13. The method according to claim 12, wherein when the logical structure type is a parallel structure type, the recombining the logical unit texts according to the text recombination manner corresponding to the logical structure type to obtain a recombined abstract text comprises:
determining a head text and a tail text in each separated logic unit text;
merging the head texts in a parallel expression mode to obtain merged head texts;
merging the tail texts in a parallel expression mode to obtain merged tail texts;
and linking the combined head text and the combined tail text through the parallel linking words corresponding to the parallel structure types to obtain the recombined abstract text.
14. The method according to claim 12, wherein when the logical structure type is a progressive structure type, the recombining the logical unit texts according to the text recombination manner corresponding to the logical structure type to obtain a recombined abstract text comprises:
determining the progressive sequence of the texts of the logic units;
acquiring progressive connection words corresponding to the progressive structure types and corresponding to the progressive sequence;
and linking the logic unit texts according to the progressive sequence and the corresponding progressive linking words to obtain a recombined abstract text.
15. The method according to claim 12, wherein when the logical structure type is a turn structure type, the recombining the logical unit texts according to the text recombination manner corresponding to the logical structure type to obtain a recombined abstract text comprises:
identifying a logic unit text of basic semantics and a logic unit text of transition semantics from the separated logic unit texts;
determining turning conjunctions in the abstract text;
and deleting the logic unit text of the basic semantics and the turning conjunctions from the abstract text to obtain a recombined abstract text.

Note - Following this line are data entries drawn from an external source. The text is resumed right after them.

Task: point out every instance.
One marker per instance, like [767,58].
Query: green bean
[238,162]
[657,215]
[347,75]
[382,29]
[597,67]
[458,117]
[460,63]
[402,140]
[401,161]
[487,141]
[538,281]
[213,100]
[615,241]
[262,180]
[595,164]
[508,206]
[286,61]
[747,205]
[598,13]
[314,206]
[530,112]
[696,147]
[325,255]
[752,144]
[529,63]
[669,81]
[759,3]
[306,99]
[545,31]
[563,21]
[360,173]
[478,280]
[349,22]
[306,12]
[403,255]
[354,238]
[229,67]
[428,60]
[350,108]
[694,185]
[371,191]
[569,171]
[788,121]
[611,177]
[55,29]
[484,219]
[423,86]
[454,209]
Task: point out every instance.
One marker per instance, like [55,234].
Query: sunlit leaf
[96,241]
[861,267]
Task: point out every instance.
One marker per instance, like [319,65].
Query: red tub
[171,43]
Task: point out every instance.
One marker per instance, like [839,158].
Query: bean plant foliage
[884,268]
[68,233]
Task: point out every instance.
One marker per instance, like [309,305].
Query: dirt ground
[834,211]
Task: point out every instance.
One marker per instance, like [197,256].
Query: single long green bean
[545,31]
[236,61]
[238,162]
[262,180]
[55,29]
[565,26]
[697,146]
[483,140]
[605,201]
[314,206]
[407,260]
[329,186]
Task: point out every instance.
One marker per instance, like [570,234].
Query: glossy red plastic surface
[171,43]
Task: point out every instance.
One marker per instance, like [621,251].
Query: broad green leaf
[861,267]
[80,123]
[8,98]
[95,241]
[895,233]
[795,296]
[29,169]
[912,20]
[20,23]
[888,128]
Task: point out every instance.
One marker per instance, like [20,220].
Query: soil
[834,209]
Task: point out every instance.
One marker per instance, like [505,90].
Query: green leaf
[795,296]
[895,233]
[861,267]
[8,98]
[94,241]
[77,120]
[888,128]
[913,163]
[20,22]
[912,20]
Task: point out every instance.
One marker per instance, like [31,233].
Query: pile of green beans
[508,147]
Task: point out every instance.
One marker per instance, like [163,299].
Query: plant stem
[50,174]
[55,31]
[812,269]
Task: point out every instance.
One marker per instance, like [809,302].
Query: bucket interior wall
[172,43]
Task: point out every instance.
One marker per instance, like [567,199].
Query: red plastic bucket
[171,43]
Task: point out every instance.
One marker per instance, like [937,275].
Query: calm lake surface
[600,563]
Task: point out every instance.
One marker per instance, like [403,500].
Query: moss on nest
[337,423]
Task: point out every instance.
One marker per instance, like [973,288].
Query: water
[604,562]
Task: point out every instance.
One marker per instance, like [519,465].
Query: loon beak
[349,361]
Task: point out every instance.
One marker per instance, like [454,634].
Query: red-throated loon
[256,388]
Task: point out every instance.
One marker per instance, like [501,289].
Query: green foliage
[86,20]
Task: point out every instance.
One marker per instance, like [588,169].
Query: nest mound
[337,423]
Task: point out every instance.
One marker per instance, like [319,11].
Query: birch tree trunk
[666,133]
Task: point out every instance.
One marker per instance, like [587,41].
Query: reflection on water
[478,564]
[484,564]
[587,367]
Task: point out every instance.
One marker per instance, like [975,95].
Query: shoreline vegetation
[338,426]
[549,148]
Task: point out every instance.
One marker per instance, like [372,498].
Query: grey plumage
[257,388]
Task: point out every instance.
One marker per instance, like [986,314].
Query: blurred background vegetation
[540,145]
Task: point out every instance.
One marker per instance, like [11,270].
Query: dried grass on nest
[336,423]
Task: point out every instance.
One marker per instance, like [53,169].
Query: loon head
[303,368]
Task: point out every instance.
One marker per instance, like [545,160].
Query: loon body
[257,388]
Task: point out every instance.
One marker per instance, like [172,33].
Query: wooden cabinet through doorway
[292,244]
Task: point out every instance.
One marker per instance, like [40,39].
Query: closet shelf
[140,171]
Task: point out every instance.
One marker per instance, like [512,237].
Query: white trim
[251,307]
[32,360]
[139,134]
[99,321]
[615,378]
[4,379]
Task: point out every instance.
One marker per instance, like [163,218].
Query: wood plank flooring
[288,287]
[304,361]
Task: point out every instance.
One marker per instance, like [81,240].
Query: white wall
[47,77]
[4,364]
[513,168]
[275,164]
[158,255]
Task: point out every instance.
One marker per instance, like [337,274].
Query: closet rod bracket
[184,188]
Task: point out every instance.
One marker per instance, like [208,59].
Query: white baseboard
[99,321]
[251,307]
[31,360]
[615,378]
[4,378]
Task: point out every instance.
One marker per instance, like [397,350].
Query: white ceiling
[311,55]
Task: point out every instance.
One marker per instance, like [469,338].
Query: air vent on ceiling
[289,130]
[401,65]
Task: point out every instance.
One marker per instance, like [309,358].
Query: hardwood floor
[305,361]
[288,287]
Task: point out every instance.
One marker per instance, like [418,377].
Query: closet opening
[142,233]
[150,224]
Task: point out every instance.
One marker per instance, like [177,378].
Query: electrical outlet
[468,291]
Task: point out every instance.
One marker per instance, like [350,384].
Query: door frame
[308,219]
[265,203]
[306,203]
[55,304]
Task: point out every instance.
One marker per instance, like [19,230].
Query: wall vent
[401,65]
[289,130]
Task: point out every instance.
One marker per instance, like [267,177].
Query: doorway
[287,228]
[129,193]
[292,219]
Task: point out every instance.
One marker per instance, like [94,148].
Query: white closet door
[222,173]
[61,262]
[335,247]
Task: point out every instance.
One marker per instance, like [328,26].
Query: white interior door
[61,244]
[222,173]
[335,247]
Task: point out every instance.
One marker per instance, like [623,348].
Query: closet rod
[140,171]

16. The method according to claim 12, wherein when the logical structure type is an overview structure type, the recombining the logical unit texts according to the text recombination manner corresponding to the logical structure type to obtain a recombined abstract text comprises:
determining a parent-level logic structure type of the abstract text and a child-level logic structure type of each logic unit text;
separating corresponding sub logic unit texts from the logic unit texts respectively;
recombining the corresponding sub-logic unit texts separated from each logic unit text according to the text recombination modes corresponding to the corresponding sub-level logic structure types to obtain recombined logic unit texts;
and recombining the recombined logic unit texts according to the text recombination mode corresponding to the parent-level logic structure type to obtain a recombined abstract text.

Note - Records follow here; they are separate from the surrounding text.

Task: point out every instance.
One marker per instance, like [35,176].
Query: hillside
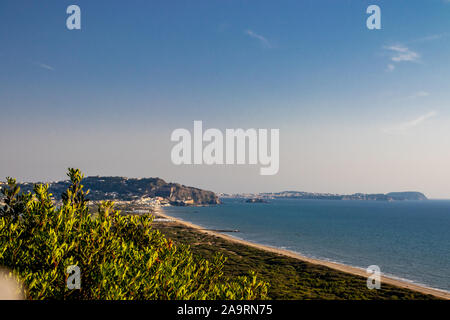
[127,189]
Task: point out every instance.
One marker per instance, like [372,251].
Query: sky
[358,110]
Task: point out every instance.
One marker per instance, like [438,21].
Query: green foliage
[119,256]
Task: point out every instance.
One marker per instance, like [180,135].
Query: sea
[408,240]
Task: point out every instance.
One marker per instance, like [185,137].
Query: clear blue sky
[358,110]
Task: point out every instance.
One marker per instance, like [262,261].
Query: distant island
[392,196]
[133,189]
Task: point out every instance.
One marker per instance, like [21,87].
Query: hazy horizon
[358,110]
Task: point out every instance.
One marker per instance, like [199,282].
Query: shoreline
[159,212]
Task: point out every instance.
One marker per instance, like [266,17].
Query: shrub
[119,256]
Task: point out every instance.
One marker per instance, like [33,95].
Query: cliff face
[120,188]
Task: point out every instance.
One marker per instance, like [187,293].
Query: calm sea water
[409,240]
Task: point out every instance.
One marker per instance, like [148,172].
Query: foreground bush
[120,257]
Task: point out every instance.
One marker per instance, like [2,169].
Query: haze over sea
[406,239]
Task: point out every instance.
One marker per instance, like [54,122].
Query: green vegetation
[289,278]
[120,257]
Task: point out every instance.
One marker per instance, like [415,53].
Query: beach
[335,266]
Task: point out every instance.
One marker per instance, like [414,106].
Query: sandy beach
[341,267]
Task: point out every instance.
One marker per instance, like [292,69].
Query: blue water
[406,239]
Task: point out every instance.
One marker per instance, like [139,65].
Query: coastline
[159,212]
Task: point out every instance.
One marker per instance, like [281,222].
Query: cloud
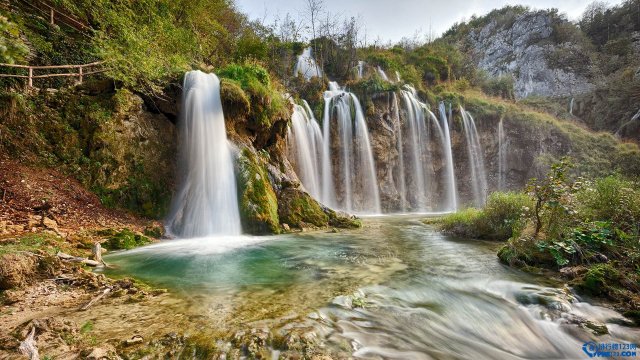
[394,19]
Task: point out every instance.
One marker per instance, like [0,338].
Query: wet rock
[105,352]
[257,199]
[572,272]
[17,270]
[135,339]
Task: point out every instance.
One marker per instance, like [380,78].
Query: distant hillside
[595,61]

17. An abstract text generation apparatus, the apparatus comprising:
the system comprises an acquisition module, a classification module and a classification module, wherein the acquisition module is used for acquiring a normal form text and corresponding class labels, the class labels are used for classifying files of different normal forms, and the files of the different class labels have different normal forms;
the query module is used for querying the preset paradigm characteristics corresponding to the category labels;
the extraction module is used for extracting a key text from the normal text according to the normal features;
the recognition module is used for recognizing the text category to which the normalized text belongs, wherein the text category is a category corresponding to the text content of the normalized text; the text category is different from the category label;
and the splicing module is used for splicing the extracted key texts according to the template corresponding to the text category to obtain the abstract text.
18. The apparatus of claim 17, wherein the obtaining module comprises: the system comprises a notice file source monitoring module, a notice file acquisition module, a paradigm text extraction module and a category label reading module;
the announcement file source monitoring module is used for monitoring an announcement file source;
the announcement file acquisition module is used for acquiring a newly added announcement file when monitoring that the announcement file is newly added to an announcement file source;
the normalized text extraction module is used for extracting normalized texts from the bulletin files;
the category label reading module is used for reading the category label associated with the announcement file.

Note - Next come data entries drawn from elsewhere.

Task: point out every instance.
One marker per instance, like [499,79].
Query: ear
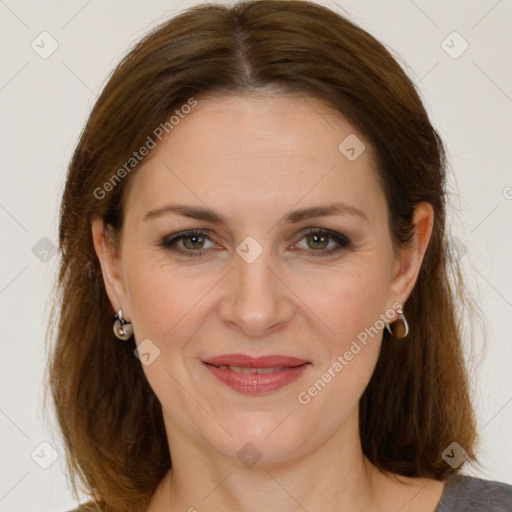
[110,267]
[408,263]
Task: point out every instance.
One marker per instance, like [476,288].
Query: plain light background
[44,103]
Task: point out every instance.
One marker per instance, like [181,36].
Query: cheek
[165,305]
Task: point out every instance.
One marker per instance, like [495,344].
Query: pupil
[316,238]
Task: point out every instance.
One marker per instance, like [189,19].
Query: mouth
[256,376]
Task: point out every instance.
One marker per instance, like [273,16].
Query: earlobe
[110,265]
[411,258]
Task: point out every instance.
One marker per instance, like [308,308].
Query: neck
[331,477]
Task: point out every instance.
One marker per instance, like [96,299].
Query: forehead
[257,152]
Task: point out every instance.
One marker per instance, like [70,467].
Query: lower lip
[254,383]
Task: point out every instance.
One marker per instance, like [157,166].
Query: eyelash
[170,241]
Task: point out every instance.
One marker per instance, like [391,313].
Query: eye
[319,239]
[193,242]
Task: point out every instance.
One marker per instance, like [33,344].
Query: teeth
[259,371]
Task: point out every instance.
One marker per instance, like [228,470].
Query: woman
[253,219]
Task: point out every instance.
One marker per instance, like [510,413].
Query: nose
[257,300]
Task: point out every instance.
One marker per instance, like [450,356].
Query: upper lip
[245,361]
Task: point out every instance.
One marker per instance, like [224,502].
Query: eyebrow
[208,215]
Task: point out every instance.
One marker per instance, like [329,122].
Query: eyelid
[342,241]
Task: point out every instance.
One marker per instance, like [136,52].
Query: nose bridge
[257,298]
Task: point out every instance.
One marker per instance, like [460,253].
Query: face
[259,276]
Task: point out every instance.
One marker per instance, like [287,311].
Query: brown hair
[418,400]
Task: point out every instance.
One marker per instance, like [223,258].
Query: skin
[253,159]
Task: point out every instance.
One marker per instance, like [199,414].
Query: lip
[246,361]
[253,383]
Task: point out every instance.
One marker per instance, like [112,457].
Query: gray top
[462,493]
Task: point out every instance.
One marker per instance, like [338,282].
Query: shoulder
[84,507]
[463,493]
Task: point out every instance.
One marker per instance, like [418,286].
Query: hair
[418,400]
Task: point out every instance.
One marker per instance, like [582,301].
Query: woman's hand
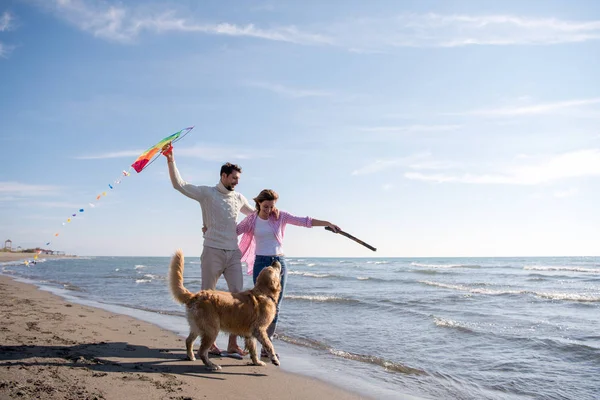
[275,212]
[334,227]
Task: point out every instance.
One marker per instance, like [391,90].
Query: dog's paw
[213,367]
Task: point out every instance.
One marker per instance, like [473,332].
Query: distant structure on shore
[8,248]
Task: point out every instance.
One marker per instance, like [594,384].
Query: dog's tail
[179,292]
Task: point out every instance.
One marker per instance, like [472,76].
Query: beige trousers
[217,262]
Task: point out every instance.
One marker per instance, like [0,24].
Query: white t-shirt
[266,243]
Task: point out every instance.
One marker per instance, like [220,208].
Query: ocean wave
[73,288]
[448,323]
[578,297]
[562,268]
[416,264]
[157,277]
[388,365]
[382,362]
[312,274]
[318,298]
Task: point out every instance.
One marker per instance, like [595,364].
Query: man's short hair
[228,168]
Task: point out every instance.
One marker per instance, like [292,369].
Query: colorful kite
[148,157]
[142,162]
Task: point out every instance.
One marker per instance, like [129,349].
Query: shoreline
[56,348]
[6,256]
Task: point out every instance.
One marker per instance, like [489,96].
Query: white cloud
[566,193]
[115,154]
[290,92]
[123,24]
[436,30]
[204,152]
[6,21]
[410,128]
[115,21]
[415,161]
[549,169]
[535,109]
[6,24]
[220,153]
[23,189]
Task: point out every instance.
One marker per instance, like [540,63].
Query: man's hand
[167,151]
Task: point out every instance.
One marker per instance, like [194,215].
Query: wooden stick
[357,240]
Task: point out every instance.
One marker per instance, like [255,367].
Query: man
[221,206]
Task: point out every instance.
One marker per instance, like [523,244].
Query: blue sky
[426,128]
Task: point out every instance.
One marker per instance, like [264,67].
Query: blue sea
[393,328]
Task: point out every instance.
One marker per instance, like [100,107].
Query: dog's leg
[208,338]
[189,345]
[251,346]
[263,338]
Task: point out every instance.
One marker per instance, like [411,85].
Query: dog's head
[268,281]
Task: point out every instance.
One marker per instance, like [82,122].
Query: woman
[262,240]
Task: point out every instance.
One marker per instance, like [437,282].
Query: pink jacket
[246,227]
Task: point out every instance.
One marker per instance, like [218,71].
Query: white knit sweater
[220,209]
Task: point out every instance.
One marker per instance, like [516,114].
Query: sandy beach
[51,348]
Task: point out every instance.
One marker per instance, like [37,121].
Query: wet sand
[51,348]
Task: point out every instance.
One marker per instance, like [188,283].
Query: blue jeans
[261,262]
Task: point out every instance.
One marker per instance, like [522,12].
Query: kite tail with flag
[141,163]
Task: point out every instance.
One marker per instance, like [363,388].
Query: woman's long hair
[265,194]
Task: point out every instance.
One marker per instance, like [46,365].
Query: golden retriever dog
[246,314]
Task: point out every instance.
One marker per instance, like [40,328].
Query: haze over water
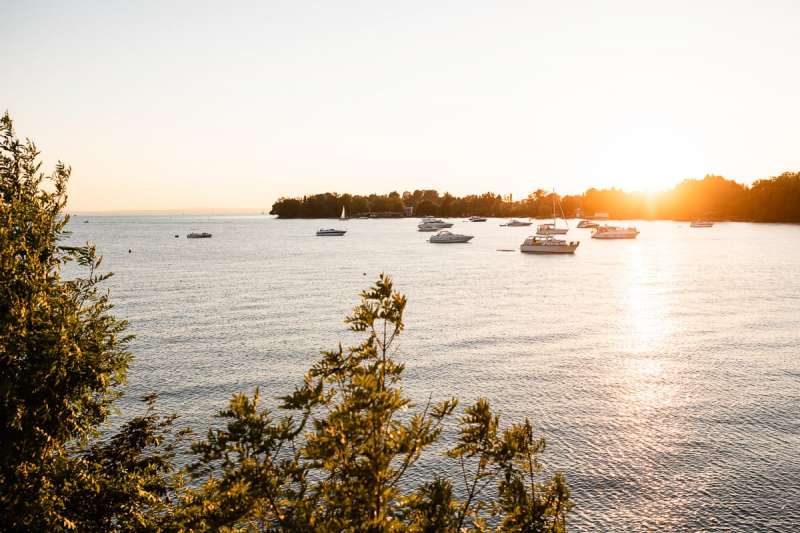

19. The apparatus of claim 17, wherein the extraction module comprises: the system comprises a key paragraph extraction module, a key whole sentence extraction module and a key half sentence extraction module;
the key paragraph extracting module is used for extracting a key paragraph from the normalized text according to the paragraph position when the normalized feature comprises the paragraph position of the key paragraph in the normalized text;
the key whole sentence extracting module is used for extracting a key whole sentence from a position corresponding to the sequence text cue word in the canonical text when the canonical form feature comprises the sequence text cue word;
and the key half sentence extraction module is used for extracting the key half sentence comprising the key word from the paradigm text when the paradigm characteristic comprises the key word.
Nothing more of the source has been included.